Wild slap a loss on the Bruins

January 07, 2009|Fluto Shinzawa, Globe Staff

At first glance, Marek Zidlicky didn't have much of a play.

The point man had the puck during Minnesota's fourth straight power play, which came at 6:20 of the second period. There wasn't a shooting lane. The Wild didn't have much traffic in front.

But the power-play specialist did what he's been coached to do: create an opportunity where one doesn't exist. So by fading off the right point and walking the puck to the middle of the ice, Zidlicky created the scoring chance he had been looking for. A lane opened. Andrew Brunette was in perfect position to stick his rear end in Manny Fernandez's face and prevent the Bruins goalie from getting a look at the puck.

Despite all that, after Zidlicky pulled his stick back halfway and ripped off a slapper, Blake Wheeler still thought he had a chance at disrupting the play.

"I was surprised he got it through," said Wheeler. "I thought I was right in the lane. He got it by my foot. It just had eyes. It got all the way to the net.

"Those are the kinds of goals you need to score in a game like this. They got it done. They had great traffic in front of the net and Manny never saw it. Credit to them for getting in front of the net."

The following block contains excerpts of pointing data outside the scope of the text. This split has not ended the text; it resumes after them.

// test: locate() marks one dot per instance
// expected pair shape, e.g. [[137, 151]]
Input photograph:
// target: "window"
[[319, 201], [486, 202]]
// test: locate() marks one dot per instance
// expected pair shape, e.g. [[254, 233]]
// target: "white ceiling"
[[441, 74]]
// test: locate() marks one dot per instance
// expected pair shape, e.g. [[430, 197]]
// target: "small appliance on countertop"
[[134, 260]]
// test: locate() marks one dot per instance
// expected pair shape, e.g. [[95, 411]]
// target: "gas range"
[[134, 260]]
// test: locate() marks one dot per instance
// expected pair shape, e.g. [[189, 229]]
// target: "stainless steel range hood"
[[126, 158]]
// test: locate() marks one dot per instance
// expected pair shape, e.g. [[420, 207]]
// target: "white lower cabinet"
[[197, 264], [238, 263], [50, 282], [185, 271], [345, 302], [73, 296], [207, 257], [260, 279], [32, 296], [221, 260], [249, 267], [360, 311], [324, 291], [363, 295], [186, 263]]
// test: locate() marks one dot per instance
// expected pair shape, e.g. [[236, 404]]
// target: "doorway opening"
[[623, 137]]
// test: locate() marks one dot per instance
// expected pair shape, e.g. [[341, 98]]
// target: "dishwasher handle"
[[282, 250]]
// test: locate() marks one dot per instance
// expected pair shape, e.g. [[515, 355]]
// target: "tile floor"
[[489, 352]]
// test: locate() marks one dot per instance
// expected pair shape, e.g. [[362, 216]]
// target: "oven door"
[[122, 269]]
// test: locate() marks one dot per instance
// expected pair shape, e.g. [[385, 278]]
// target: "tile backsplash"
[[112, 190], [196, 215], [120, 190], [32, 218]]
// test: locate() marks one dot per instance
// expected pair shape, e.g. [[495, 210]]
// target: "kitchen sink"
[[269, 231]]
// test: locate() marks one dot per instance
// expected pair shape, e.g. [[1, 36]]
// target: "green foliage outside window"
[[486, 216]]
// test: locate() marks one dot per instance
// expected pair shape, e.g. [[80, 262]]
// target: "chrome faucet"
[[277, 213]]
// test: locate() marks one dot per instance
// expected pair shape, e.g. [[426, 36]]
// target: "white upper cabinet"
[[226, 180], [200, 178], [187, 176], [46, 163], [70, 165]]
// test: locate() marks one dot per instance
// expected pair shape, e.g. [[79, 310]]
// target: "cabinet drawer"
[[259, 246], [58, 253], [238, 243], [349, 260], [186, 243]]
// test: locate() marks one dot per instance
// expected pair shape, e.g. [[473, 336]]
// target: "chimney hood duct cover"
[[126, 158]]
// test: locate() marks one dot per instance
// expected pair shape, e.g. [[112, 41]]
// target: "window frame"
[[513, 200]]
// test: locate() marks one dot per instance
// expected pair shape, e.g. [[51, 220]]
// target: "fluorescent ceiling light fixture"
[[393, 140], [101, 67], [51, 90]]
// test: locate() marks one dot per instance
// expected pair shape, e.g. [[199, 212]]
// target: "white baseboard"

Zidlicky's laser at 7:29 was the only goal in the Bruins' 1-0 loss to the Wild before 16,272 at TD Banknorth Garden last night. The Bruins, who fell to the Sabres Saturday by a 4-2 score, have lost back-to-back matches for the first time this season, although given the way they competed last night and put pressure on Minnesota goalie Niklas Backstrom, they weren't about to call this a crisis.

"You don't panic," said coach Claude Julien. "I don't think anybody thought we were going to be flying the way we were flying for 82 games without going through some bumps and bruises."

An opportunistic club, Minnesota needed only one break, and that was the second-period holding penalty on Milan Lucic.

"I think we had some tough calls go against us," said Julien, whose team generated only two shots on two power plays while allowing 10 man-advantage attempts.

But the Bruins tipped their hats to the Wild, who played their clog-'em-up, defense-first game to perfection after taking the lead. They took away the center of the rink. They sat back and prevented the Bruins from creating odd-man rushes. They collapsed in the slot to take away time and space from the Boston shooters. And when all else failed, Backstrom (28 saves) bailed them out when the Bruins broke through.

"Personally, I wouldn't pay to see a game like that," said Fernandez (23 saves), who lost on home ice for the first time this season (9-1-0). "It gets frustrating. We're used to a different game here.